PURPOSE OF THE STUDY.
Influenza vaccines are produced from embryonated hens' eggs and contain residual, variable amounts of egg protein. This study attempted to better characterize reaction risk in a large population of egg-allergic persons.
Patients with egg allergy were recruited from consulting allergists for the purpose of being vaccinated against pandemic H1N1 influenza virus in the fall of 2009. A minority of them had previously been vaccinated for seasonal influenza without reaction. Egg allergy was defined as a minimum of 1 sign or symptom occurring within 60 minutes of ingesting egg, confirmed by either a positive skin-test result or an egg-specific immunoglobulin E (IgE) level of ≥0.35 kU/L. Also included in this group were persons who had no history of egg protein ingestion but who had both a positive egg skin-test result and positive serology results (specific IgE ≥ 2 kU/L if <2 years of age and ≥7 kU/L if ≥2 years). A control group with egg tolerance was included.
This study involved 2 stages, the first of which was conducted by allergists in the population described above. Because the results suggested minimal risk, an expanded program of vaccination was undertaken for patients who self-reported egg allergy. Vaccine was administered in the study population in a single dose to patients deemed at low risk (mild gastrointestinal/skin reactions) and in 2 doses (10% and 90%) at 30-minute intervals for those deemed at higher risk (asthma or cardiovascular reactions). Patients were observed for 60 minutes after vaccination. After the first stage revealed limited risk of anaphylaxis in the first 900 egg-allergic patients, special clinics began a rapid vaccination program with a mandatory surveillance protocol.
Among 830 patients with confirmed egg allergy, 9% had vaccine administered in divided doses. No patient had an anaphylactic reaction.
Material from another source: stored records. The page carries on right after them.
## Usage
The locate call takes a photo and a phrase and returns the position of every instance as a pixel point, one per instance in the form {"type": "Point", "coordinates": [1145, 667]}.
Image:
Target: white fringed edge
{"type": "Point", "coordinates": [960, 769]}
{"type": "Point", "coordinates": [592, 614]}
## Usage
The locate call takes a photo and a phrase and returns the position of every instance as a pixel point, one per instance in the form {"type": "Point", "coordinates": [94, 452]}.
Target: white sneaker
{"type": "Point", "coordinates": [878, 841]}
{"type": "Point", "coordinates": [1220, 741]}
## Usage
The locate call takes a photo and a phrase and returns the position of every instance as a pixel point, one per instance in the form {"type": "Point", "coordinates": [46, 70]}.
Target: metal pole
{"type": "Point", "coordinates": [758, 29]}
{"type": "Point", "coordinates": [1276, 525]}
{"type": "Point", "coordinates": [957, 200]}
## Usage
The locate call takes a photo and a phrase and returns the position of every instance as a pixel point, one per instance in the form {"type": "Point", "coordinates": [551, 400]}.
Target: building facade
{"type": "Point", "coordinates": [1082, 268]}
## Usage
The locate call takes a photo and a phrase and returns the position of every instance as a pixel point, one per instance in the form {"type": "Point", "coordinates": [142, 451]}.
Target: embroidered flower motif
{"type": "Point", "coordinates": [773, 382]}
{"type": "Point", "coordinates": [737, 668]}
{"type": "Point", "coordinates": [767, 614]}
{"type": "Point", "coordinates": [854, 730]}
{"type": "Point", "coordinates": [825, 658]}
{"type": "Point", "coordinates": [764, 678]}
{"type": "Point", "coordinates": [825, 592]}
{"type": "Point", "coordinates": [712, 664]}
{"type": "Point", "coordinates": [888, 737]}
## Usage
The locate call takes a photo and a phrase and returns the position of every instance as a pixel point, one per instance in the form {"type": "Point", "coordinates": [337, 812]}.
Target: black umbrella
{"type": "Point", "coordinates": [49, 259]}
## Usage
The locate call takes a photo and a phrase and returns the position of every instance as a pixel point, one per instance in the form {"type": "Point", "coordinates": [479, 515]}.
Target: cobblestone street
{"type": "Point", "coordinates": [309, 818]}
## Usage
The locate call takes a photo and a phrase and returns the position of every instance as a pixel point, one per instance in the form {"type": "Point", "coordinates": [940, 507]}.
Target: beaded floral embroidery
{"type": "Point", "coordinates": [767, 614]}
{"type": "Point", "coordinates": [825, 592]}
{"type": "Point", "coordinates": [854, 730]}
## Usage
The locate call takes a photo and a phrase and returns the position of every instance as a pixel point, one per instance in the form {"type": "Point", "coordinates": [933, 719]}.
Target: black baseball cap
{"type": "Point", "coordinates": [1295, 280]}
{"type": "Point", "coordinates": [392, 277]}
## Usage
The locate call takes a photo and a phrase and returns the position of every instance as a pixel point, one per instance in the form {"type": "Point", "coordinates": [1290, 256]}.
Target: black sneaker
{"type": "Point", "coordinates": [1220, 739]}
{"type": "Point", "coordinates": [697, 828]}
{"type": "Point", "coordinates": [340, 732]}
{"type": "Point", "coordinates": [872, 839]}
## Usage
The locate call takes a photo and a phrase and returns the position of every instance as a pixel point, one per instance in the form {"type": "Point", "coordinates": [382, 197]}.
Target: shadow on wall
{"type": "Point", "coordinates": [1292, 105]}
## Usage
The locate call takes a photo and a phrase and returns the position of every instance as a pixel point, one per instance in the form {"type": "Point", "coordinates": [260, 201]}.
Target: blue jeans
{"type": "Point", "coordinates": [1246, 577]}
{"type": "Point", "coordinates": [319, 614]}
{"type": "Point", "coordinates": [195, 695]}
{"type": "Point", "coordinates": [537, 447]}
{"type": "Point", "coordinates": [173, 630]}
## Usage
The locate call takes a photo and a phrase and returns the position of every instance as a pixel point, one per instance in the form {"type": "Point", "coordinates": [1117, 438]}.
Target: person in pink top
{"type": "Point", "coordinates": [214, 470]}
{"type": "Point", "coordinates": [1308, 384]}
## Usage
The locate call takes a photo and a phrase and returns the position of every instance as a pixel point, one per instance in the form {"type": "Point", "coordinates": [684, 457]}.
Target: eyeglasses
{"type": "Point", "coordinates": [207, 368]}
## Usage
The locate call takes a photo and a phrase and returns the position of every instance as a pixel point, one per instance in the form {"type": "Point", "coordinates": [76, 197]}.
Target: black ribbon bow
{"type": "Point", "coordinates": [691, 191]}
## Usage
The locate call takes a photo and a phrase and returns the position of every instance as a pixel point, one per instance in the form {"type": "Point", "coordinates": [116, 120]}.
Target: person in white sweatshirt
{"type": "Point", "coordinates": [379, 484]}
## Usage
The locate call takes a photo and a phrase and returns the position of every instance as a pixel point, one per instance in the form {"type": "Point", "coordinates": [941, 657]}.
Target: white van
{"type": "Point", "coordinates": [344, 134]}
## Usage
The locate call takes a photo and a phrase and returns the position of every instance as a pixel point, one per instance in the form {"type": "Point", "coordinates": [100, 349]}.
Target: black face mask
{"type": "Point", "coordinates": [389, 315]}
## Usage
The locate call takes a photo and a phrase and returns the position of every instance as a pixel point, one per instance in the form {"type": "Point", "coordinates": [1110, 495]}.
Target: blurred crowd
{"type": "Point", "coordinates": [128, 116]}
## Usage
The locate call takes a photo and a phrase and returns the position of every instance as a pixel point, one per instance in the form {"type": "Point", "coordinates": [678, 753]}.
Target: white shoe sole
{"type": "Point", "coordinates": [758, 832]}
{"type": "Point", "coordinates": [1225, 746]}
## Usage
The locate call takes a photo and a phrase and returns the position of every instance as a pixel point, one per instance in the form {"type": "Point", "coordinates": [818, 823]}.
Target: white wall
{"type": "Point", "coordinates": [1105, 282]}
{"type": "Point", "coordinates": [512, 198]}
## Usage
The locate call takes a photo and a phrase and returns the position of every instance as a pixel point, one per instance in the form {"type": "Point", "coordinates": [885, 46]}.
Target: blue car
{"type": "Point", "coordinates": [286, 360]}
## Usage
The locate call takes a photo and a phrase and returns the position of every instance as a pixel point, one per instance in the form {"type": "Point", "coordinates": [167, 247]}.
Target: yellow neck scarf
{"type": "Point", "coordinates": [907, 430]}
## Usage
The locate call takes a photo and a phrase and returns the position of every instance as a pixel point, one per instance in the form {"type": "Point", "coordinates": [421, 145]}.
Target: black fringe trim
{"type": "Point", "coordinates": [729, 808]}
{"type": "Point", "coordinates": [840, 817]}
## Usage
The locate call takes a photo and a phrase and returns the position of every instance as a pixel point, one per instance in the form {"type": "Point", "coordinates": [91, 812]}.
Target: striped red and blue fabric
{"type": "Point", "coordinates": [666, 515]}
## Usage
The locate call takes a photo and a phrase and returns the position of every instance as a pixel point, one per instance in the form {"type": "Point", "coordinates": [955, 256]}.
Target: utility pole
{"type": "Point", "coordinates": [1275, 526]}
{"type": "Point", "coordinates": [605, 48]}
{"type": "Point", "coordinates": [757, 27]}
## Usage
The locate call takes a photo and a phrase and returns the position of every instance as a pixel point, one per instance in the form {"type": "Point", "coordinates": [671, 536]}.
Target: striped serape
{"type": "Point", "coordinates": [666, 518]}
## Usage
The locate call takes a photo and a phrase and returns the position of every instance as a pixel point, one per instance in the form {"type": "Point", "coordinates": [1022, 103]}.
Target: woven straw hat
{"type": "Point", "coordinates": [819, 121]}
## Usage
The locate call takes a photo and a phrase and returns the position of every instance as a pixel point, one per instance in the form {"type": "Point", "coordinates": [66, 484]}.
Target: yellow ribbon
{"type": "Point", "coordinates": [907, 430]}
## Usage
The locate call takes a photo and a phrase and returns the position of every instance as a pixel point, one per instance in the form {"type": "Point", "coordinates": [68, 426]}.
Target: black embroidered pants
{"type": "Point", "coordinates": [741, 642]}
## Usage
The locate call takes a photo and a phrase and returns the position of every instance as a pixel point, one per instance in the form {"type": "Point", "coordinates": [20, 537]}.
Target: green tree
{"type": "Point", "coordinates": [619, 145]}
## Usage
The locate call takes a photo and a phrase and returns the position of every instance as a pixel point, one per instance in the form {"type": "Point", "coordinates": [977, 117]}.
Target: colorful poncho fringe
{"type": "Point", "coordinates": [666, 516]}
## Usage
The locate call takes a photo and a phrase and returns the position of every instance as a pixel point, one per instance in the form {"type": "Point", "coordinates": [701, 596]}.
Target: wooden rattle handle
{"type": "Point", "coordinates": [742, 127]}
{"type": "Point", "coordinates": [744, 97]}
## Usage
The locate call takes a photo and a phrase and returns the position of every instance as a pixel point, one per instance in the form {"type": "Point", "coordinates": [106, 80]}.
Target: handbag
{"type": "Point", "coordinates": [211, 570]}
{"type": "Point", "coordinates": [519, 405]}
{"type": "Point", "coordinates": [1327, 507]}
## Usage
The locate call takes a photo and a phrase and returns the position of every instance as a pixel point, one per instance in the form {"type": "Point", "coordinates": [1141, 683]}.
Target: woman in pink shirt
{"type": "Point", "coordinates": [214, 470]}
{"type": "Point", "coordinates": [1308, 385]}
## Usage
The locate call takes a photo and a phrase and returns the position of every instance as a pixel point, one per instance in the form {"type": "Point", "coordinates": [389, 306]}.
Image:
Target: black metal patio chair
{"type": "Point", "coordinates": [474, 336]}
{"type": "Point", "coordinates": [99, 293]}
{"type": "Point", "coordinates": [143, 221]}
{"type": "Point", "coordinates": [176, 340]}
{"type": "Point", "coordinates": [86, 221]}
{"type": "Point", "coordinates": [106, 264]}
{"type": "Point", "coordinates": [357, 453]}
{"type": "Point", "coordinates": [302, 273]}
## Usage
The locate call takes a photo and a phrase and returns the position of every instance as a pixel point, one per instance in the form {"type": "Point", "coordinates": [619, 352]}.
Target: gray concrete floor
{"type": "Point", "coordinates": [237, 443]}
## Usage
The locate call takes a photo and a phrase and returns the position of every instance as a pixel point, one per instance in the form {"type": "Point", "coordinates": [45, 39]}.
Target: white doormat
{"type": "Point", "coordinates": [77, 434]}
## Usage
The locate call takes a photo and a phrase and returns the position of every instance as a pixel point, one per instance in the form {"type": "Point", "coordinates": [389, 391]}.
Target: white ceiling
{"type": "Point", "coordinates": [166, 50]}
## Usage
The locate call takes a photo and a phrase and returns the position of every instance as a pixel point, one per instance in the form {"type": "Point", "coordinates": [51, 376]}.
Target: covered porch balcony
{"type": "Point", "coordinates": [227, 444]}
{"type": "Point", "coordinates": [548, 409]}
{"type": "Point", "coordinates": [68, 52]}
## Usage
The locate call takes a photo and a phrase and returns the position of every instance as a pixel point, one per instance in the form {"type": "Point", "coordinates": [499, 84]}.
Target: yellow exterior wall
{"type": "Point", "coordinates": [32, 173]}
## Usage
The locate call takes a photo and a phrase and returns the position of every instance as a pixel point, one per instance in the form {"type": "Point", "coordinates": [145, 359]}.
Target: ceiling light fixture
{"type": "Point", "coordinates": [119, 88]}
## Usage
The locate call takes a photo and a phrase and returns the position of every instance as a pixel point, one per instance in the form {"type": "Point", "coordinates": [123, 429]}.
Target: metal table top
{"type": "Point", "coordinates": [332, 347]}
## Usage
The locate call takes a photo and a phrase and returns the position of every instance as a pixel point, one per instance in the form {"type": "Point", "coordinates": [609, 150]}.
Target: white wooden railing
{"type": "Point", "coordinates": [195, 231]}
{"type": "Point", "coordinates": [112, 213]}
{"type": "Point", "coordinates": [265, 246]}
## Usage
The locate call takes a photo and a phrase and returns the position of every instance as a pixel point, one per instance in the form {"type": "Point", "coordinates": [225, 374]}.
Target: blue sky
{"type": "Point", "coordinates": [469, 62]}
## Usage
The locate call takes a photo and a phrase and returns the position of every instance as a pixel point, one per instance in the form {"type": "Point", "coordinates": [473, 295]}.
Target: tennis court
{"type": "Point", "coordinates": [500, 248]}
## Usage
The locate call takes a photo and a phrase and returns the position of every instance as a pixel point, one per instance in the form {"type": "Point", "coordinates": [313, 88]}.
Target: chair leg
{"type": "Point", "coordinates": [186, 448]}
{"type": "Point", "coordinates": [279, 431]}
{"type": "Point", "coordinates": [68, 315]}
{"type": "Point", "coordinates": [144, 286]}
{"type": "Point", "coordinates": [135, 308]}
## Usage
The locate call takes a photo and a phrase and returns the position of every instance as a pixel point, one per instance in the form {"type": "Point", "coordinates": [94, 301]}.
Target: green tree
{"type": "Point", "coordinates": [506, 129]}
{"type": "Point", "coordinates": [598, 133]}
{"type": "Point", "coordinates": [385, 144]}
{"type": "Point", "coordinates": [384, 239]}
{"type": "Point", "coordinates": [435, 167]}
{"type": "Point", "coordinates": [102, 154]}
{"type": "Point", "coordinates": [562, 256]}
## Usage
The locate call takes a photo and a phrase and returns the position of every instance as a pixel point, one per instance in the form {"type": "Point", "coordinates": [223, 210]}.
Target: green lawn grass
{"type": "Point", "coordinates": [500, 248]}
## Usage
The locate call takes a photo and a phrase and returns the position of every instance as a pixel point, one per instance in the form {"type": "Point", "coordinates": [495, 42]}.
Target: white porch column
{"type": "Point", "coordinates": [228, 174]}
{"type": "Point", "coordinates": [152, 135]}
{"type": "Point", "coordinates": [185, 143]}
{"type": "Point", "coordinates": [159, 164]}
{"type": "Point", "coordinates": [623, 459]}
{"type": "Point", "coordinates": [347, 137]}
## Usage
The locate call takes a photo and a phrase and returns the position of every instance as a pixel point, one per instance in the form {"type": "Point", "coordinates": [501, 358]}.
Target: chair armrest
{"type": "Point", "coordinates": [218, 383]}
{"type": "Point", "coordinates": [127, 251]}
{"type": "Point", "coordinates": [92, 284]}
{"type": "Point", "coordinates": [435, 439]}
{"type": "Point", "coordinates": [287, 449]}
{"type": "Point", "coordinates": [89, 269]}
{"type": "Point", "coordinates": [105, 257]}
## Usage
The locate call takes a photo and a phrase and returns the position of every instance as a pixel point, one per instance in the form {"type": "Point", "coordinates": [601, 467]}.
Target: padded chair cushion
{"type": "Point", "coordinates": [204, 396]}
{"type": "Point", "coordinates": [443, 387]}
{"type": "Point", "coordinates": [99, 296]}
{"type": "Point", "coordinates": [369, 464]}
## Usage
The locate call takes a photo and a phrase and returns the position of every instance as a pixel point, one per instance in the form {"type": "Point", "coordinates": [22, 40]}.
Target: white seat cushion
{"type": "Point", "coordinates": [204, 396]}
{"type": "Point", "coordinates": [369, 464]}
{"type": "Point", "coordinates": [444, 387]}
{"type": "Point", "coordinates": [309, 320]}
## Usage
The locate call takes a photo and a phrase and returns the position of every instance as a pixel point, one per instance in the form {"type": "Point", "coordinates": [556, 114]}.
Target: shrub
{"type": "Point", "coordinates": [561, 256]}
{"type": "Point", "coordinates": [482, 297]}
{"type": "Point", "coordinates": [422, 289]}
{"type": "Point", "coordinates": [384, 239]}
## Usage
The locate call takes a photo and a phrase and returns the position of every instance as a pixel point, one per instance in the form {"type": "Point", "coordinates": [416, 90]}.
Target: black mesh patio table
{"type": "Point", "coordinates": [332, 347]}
Nine patients had minor allergic symptoms. The proportion of patients who presented with signs/symptoms compatible with an allergic reaction was similar (3.1%) in the control group and the group of patients with egg allergy. In the second stage of expanded vaccination of 3640 additional patients, 2 were treated with epinephrine, although neither of them fulfilled study criteria for anaphylaxis.
Vaccination of patients with egg allergy with adjuvanted pandemic H1N1 vaccine seems to be safe, and the results of this study are in line with those of previous studies performed with seasonal influenza vaccine. Vaccines in this study had low levels of ovalbumin. Further studies might assess the risk after administering vaccine with the higher ovalbumin levels found in seasonal vaccine.
The authors pointed out that patients with the most severe egg-allergy histories might have avoided vaccination altogether. There is still no published study of this much smaller, highest-risk group. However, these results add to others that indicate that vaccination can safely proceed in most children with egg allergy, particularly with vaccines that now have lower egg content.